Von dem Stand der Technik nach der DE 25 37 176 B1 (D4) ausgehend ist dem
Streitpatent die Aufgabe zugrunde gelegt, das daraus bekannte Rammbohrgerät
so zu verbessern, daß ein Umsteuern unter Druck ohne zusätzliche Fernbetätigung von Arretierungen möglich ist, siehe Streitpatentschrift Spalte 1 Absatz 4.
Die Lösung erfolgt durch die Merkmale des Kennzeichens des Anspruchs 1.

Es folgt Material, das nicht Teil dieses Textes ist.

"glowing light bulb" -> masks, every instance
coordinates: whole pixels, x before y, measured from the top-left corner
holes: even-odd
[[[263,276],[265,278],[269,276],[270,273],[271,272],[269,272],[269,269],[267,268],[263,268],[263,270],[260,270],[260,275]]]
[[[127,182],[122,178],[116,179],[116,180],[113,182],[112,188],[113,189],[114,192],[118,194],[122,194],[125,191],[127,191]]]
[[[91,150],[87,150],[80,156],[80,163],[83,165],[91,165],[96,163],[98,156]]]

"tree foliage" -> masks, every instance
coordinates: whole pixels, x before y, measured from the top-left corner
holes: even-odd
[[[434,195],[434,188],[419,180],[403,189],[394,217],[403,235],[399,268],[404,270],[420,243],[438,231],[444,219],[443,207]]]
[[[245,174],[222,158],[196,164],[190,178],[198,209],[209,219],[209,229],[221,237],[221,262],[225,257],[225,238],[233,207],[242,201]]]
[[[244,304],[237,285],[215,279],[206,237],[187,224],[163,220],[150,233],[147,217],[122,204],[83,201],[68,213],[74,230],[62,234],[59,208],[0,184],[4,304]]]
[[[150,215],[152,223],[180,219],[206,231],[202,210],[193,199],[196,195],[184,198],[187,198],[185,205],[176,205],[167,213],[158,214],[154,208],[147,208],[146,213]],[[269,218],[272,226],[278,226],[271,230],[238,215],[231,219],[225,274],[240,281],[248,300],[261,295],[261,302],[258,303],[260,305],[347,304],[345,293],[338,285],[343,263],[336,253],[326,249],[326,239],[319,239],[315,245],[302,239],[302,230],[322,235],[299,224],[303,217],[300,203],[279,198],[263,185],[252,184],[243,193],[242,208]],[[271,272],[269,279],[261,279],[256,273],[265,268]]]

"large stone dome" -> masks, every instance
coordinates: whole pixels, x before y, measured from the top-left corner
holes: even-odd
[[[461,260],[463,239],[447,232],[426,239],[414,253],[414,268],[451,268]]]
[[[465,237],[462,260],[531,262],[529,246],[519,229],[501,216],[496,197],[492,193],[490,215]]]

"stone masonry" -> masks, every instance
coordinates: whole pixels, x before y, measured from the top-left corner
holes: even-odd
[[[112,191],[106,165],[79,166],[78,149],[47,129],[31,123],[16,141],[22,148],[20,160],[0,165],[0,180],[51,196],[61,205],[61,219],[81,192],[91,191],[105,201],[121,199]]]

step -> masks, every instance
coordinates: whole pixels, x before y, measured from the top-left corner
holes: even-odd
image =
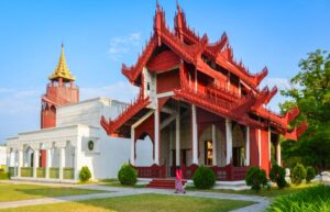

Die Druckschrift DE 25 37 176 B1 (D4) gab dem Fachmann aus sich heraus keinen Hinweis, die Maßnahmen des Kennzeichens vorzusehen. Insbesondere gab
sie keine Anregung, die Steuerhülse entsprechend Merkmal b2 durch elastische
Mittel auch auf Drehung zu beaufschlagen.
Die von der Klägerin in der mündlichen Verhandlung diskutierte Kombination der
DE 25 37 176 B1 (D4) mit der US 4 662 457 (K10) führt nicht zum beanspruchten
Gegenstand, da die Druckschrift K10 das Merkmal b2 ebenfalls nicht aufweist,
vergleiche vorstehenden Abschnitt 3.2.
Der Fachmann konnte die gefundene Lösung auch aus einer Zusammenschau mit
dem weiteren Stand der Technik nicht ohne erfinderische Tätigkeit gewinnen.
Die Druckschrift DE-GM 76 23 336 (D3) zeigt ein gattungsähnliches Rammbohrgerät, bei dem ein elastischer Schlauch (nachgiebiges Rohr 13) die Steuerhülse
(Stutzen 10) fixiert, und zwar primär in axialer Richtung. Es erfolgt gleichzeitig
auch eine Fixierung in Bezug auf Drehung, siehe Seite 15 Absatz 2 und Seite 17
Absatz 4. In der Fixierung gegen Drehung liegt jedoch keine Beaufschlagung auf
Drehung. Die Druckschrift konnte daher genausowenig dazu Anregung geben,
Merkmal b2 vorzusehen.
Für Merkmal b2 findet sich in den weiteren von der Klägerin in das Verfahren eingeführten Entgegenhaltungen ebenfalls kein Vorbild. Dies gilt auch für die im Prüfungsverfahren neben den Entgegenhaltungen D3 und D4 berücksichtigten und
auf dem Deckblatt der Streitpatentschrift verzeichneten weiteren Druckschriften.
Alle diese Schriften wurden von der Klägerin in der mündlichen Verhandlung deshalb zu Recht nicht aufgegriffen.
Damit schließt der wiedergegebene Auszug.